Vice President Dr. Mahamudu Bawumia
THE FIRST consignment of government’s ‘Oil For Gold’ deal arrived yesterday at the Tema Port from Dubai, DAILY GUIDE has learnt.
The Bulk Oil Storage and Transportation (BOST) Company is the lead broker of the project, supported by GOIL and other oil marketing companies.
The preliminary consignment, which consists of 40,000 metric tons of oil, is expected to be increased subsequently.
Ghana currently has a monthly oil consumption requirement of 180,000 metric tons of oil.
Government recently announced its plans to buy oil products with gold rather than the United States’ dollar reserves.

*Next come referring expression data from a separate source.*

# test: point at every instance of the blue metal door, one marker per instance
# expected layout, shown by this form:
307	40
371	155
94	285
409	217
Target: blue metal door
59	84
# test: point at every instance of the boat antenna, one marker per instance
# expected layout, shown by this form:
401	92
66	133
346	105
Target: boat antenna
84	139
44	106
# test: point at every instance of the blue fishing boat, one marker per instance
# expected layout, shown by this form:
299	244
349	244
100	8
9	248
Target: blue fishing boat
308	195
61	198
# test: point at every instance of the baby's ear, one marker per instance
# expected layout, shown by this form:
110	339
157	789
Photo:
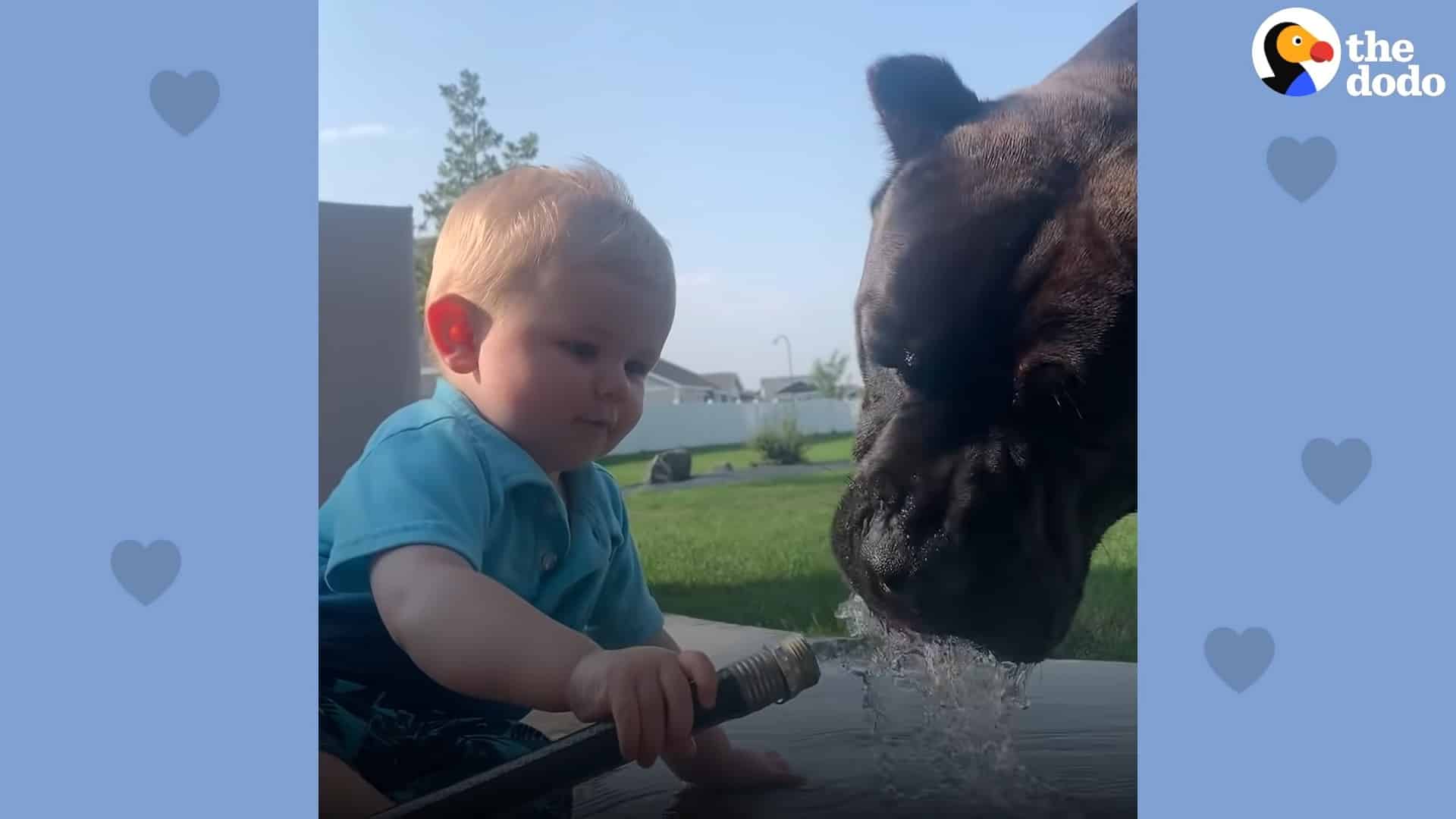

In November, last year, it would be recalled Vice President Mahamudu Bawumia said that the move was meant to tackle the dwindling foreign currency reserves coupled with the demand for dollars by oil importers, which was weakening the local cedi and increasing living costs.
The decision, billed to begin this first quarter of 2023, he said “will fundamentally change our balance of payments and significantly reduce the persistent depreciation of our currency.”
He added that using gold would prevent the exchange rate from directly impacting fuel or utility prices as domestic sellers would no longer need foreign exchange to import oil products.
Ghana’s Gross International Reserves stood at around US$6.6 billion at the end of September 2022, equating to less than three months of imports cover.
The figure was down from around $9.7 billion at the end of last year, according to the government.
“The barter of gold for oil represents a major structural change,” Dr. Bawumia emphasised.
Like Nigeria, Ghana produces crude oil but it has relied on imports for refined oil products since its only refinery shut down after an explosion in 2017.
Although countries sometimes trade oil for other goods or commodities, barter deals of such nature often involve an oil-producing nation receiving non-oil goods.
The new move comes amid plans by government to contain the economic challenges being faced by the country.
Earlier last year, Finance Minister Ken Ofori-Atta announced measures to cut spending and boost revenues in a bid to tackle a spiraling debt crisis.
So, this has come in handy as the cedi, in October last year, became the worst performing currency in the world after it lost 45.1 per cent of its value to the United States’ dollar.